Anda di halaman 1dari 4

2.

Perubahan Fisik pada Masa Dewasa tengah/madya

Menurut Hurlock (1980), baik pria maupun wanita selalu terdapat ketakutan, dimana
penampilannya pada masa ini akan menghambat kemampuannya untuk
mempertahankan pasangan mereka, atau mengurangi daya tarik lawan jenis.

Selain itu, sebuah penelitian dalam Nowark (1977) sebagaimana yang dikutip oleh Jhon
F. Santrock (1995), menemukan bahwa perempuan berusia dewasa madya lebih
memfokuskan perhatiannya pada daya tarik wajah dari pada perempuan yang lebih
muda atau tua.

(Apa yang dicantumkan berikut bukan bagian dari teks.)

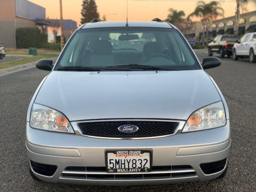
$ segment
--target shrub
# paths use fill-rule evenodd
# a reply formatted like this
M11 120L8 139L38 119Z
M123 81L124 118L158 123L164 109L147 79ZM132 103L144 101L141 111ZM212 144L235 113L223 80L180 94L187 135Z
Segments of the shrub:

Dalam penelitian ini, wanita dewasa madya lebih mungkin menganggap
tanda-tanda penuaan sebagai pengaruh negatif terhadap penampilan fisiknya.

2. Kognisi pada dewasa Tengah

Pada tahap ini perkembangan intelektual dewasa sudah mencapai titik akhir puncaknya
yang sama dengan perkembangan tahap sebelumnya (tahap pemuda). Semua hal
yang berikutnya sebenarnya merupakan perluasan, penerapan, dan penghalusan dari
pola pemikiran ini.

Orang dewasa mampu memasuki dunia logis yang berlaku secara mutlak dan universal
yaitu dunia idealitas paling tinggi. Orang dewasa dalam menyelesaikan suatu masalah
langsung memasuki masalahnya. Ia mampu mencoba beberapa penyelesaian secara
konkrit dan dapat melihat akibat langsung dari usaha-usahanya guna menyelesaikan
masalah tersebut.

Orang dewasa mampu menyadari keterbatasan baik yang ada pada dirinya (baik fisik
maupun kognitif) maupun yang berhubungan dengan realitas di lingkungan hidupnya.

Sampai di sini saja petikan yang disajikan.